Bu konferans salonuna benim ismimin verilmesi benim için çok ayrı bir önem taşıyor.
Bu arada plaket törenide yapıldı.
İşte bu vesile ile Hatay Havalimanı’nı bir kez daha görmüş oldum ve gördüklerimi de sizlerle
paylaşmak isterim.
Yine bu arada Antakya Şehir Klübü’nün emektar çalışanlarının bir kısmı ile de buluşma imkanım
oldu.
Hatay Havalimanı bir inşaattan ibaret.
Her taraf toz duman içinde. İnşaat mı desem, hatalı bir yol izleniyor mu desem bilemedim.
Her tarafta inşaat var. Bu durumda inşaatın bir an evvel bitmesini temenni etmekten başka bir şey
gelmiyor elimizden.
Bunları bir araya getirip harmanlamaya çalışınca bugünkü yazının temeli çıkıyor ortaya.
Çıkıyor da ne oluyor?
Olanlar oluyorda sonunda görünen köy kılavuz istemiyor gibi geliyor bana.
Türkiye Barolar Birliği ve Hatay Barosu’yla yapılan işbirliğiyle yapılanlar azımsanmayacak bir iş.
Benim ismimin bu konferans salonuna layık görülmesi beni çok onurlandırdı.
Meslekte kıdem sırasına göre plaket verilmesi de ayrı bir değer taşıyor.
Türkiye Barolar Birliği ve Hatay Barosu’nun düzenlediği bu toplantıda bana sunulan plaket, baro
çalışanlarının ve meslektaşlarımın gösterdiği ilgi ve alaka, meslektaşlarımın samimi duygularını
içeren konuşmaları ve onlarla birlikte baro çalışanlarının sıcak sarılışları…
Baro tarihine böyle hatırlanarak geçmek…
Tüm bunlar beni kat kat duygulandırdı ve onurlandırdı.

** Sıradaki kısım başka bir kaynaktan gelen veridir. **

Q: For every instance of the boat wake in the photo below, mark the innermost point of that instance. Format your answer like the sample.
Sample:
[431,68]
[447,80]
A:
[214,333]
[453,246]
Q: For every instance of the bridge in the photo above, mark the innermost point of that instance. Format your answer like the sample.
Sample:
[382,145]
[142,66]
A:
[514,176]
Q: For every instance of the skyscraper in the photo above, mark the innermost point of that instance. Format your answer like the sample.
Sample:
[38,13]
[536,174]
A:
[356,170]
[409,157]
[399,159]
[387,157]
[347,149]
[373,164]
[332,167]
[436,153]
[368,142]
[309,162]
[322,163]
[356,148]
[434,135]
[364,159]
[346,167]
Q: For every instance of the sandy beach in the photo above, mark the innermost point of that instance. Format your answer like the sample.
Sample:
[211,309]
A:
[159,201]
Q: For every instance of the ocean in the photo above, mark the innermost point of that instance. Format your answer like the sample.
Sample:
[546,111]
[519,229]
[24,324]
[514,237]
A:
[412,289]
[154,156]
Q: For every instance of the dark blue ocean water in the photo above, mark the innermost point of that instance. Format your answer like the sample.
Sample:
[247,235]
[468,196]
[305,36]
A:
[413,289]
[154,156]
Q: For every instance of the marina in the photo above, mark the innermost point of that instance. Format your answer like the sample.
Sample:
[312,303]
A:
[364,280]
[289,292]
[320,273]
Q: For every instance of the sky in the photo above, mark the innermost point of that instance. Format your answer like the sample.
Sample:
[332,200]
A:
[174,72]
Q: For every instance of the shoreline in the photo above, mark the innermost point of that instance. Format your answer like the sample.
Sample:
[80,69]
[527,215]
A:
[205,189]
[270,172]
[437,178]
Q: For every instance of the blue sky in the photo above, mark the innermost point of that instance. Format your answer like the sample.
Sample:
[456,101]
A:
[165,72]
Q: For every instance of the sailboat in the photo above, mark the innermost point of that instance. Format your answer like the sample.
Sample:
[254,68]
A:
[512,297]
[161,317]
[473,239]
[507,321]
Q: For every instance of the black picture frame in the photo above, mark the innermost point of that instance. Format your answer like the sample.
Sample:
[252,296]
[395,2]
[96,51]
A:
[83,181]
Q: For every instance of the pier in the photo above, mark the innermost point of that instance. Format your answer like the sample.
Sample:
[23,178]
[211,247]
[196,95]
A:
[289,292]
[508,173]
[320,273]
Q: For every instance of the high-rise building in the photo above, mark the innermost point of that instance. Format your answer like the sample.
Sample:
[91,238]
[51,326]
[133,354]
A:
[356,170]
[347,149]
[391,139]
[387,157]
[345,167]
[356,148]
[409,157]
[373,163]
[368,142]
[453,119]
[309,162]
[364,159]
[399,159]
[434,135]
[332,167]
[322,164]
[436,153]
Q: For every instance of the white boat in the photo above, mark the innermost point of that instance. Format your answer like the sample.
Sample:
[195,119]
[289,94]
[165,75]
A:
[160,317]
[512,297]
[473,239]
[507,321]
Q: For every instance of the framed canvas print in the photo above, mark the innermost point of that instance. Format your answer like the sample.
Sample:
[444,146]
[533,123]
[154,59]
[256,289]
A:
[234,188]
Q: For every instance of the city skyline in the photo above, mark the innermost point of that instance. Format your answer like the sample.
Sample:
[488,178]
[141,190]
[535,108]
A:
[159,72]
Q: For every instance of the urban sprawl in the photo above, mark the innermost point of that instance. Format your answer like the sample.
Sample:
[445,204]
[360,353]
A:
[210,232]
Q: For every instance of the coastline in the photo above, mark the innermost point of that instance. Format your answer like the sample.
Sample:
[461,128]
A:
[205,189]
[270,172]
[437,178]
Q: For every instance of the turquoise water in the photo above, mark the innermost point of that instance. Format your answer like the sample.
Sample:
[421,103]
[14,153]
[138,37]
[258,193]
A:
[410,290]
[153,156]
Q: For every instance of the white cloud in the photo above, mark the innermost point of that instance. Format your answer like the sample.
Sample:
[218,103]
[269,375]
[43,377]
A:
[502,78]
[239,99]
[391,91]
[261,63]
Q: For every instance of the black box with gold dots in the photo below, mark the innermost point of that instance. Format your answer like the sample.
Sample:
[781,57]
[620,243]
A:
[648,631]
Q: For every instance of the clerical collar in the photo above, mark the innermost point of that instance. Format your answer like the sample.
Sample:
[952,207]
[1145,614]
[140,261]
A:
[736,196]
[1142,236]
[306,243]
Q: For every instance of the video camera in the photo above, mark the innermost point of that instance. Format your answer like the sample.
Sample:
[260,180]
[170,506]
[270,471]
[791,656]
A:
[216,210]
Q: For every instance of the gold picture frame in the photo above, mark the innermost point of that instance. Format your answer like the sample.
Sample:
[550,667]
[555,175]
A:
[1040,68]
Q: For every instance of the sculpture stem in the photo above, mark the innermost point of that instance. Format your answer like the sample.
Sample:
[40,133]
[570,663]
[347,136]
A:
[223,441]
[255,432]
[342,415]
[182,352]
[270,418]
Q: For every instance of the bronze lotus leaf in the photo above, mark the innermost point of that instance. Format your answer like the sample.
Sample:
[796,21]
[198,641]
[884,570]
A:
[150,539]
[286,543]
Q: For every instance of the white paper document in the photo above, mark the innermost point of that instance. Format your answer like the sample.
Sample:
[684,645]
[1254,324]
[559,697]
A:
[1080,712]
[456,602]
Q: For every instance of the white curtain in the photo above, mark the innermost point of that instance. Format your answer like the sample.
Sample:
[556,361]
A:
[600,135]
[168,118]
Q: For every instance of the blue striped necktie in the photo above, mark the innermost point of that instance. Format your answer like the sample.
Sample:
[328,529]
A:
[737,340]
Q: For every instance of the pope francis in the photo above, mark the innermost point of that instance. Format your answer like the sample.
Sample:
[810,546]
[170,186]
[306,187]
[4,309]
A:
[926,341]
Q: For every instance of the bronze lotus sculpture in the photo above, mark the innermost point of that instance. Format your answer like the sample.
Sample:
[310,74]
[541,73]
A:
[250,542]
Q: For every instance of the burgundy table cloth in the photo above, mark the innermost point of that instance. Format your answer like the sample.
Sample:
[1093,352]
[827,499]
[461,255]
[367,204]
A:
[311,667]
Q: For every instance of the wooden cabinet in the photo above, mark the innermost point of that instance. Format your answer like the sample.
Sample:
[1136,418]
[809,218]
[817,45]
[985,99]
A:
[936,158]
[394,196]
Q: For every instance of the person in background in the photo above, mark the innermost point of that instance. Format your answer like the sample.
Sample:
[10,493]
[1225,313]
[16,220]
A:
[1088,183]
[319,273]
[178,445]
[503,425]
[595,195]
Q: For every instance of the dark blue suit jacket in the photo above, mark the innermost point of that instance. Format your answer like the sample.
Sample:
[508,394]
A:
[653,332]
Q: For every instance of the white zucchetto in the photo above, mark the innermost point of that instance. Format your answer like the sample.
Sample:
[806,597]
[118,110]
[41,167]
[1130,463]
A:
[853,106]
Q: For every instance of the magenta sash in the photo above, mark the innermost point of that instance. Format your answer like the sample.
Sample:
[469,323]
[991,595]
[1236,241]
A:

Bir de şehir klübü garsonlarıyla tekrar bir arada bulunmak, onlarla sohbet etmek ve sorunlarını
dinlemek, çözüm yolları bulmak benim için ayrı bir önem taşıyor.
Onların her zamanki gibi samimi davranışları ve bana ikramda bulunmaları beni çok duygularındı
ve gözlerimi doldurdu.
İşte bugün yazımı böylece tamamlamak istiyorum.
Bir kısmı benimle ilgili,
Bir kısmı Hatay’la ilgili,
Bunları bir araya getirerek yazımın sonuna geldim.
Bugün de böyle olsun, gönüller neşeyle dolsun.